Saturday, November 18, 2006

A brief encounter with a weaver bird



The weaver bird. What a fascinating animal. Yesterday, while reading an article in the Economist magazine (which I recently discovered has some distribution in these parts), I noticed that one of these birds had landed on my patio chair. The chair is one of those nylon camping chairs, and is dark (or Duke) blue. The bird was similar to the one pictured, quite pretty to look at.

Weaver birds seem to spend essentially every waking moment tirelessly building and remodeling their nest. This one, it seemed, was foraging for building supplies.

I marveled at how many bones he must have in his neck, or rather how accommodating those bones must be, for his head could achieve impossible angles as he looked around.

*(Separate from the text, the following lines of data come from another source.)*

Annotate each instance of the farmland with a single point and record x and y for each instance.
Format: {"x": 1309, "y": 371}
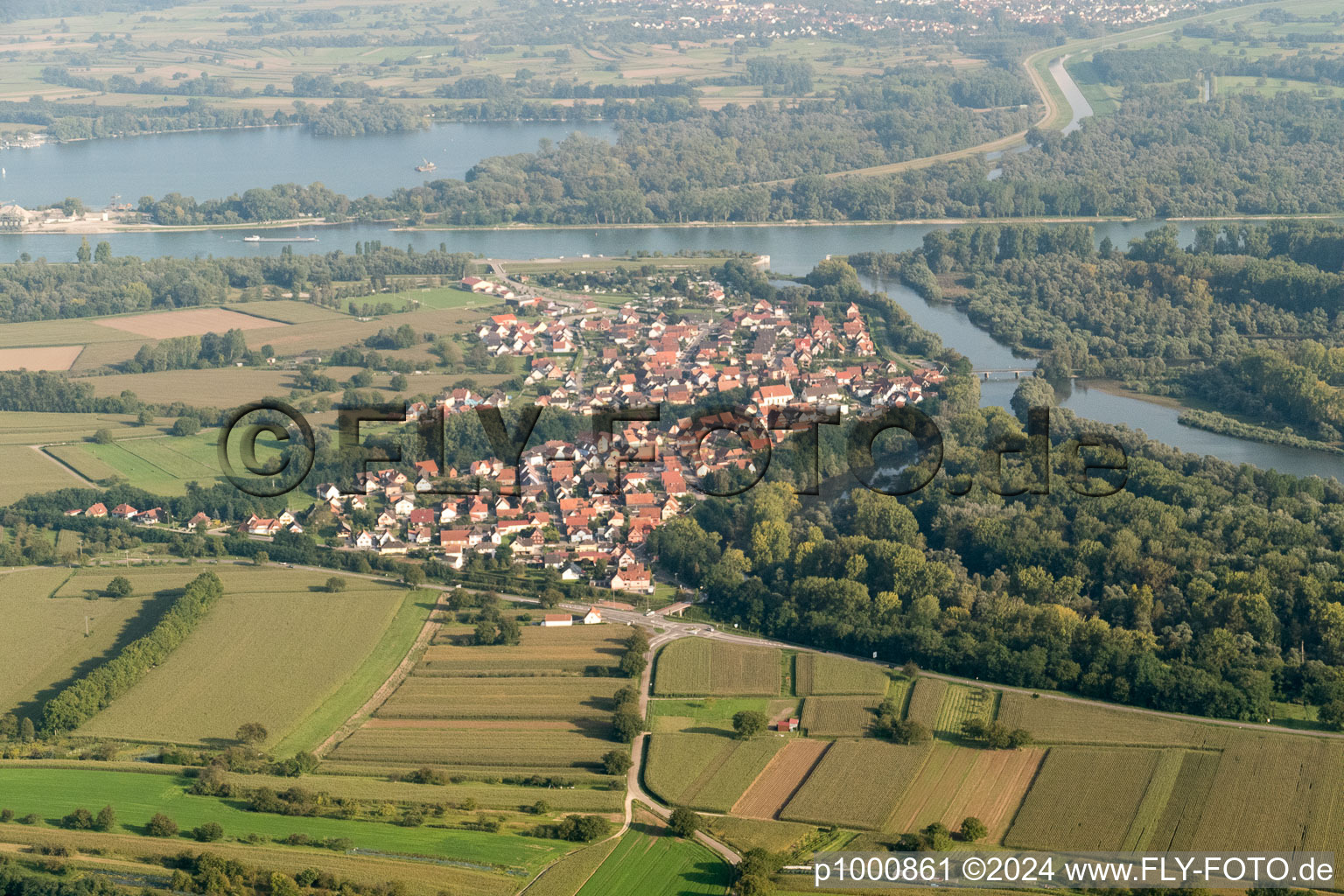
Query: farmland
{"x": 52, "y": 358}
{"x": 566, "y": 650}
{"x": 962, "y": 704}
{"x": 746, "y": 833}
{"x": 1051, "y": 720}
{"x": 269, "y": 627}
{"x": 43, "y": 642}
{"x": 927, "y": 702}
{"x": 817, "y": 673}
{"x": 958, "y": 782}
{"x": 839, "y": 717}
{"x": 706, "y": 771}
{"x": 52, "y": 793}
{"x": 657, "y": 866}
{"x": 695, "y": 667}
{"x": 566, "y": 876}
{"x": 420, "y": 878}
{"x": 780, "y": 780}
{"x": 460, "y": 707}
{"x": 491, "y": 697}
{"x": 1071, "y": 806}
{"x": 858, "y": 783}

Now to the fascinating part. After scanning the totality of my back porch and lawn, the bird darted directly toward the sliding glass door with such swiftness that I thought he would disembowel himself on it (for I have seen this happen). At the last instant, he threw back his ultra-limber neck and did a midair about-face. All I heard was a tiny click on the glass, and suddenly the bird was back on the chair.

Faintly in his beak, I saw what looked like a 2cm thread, a small, thin blade of grass. With that tiny piece of vegetation, he darted off. Curious, I stepped toward the glass door. To my surprise, I had been observing the bird through a delicate spider web, and in the web were a few tiny bugs and some debris, with a small interruption in the web where the bird had extracted his small discovery.

That small filament, as I type, is no doubt woven into the wall of one of the nests I see high in the pine trees outside of the dining room window from which I type.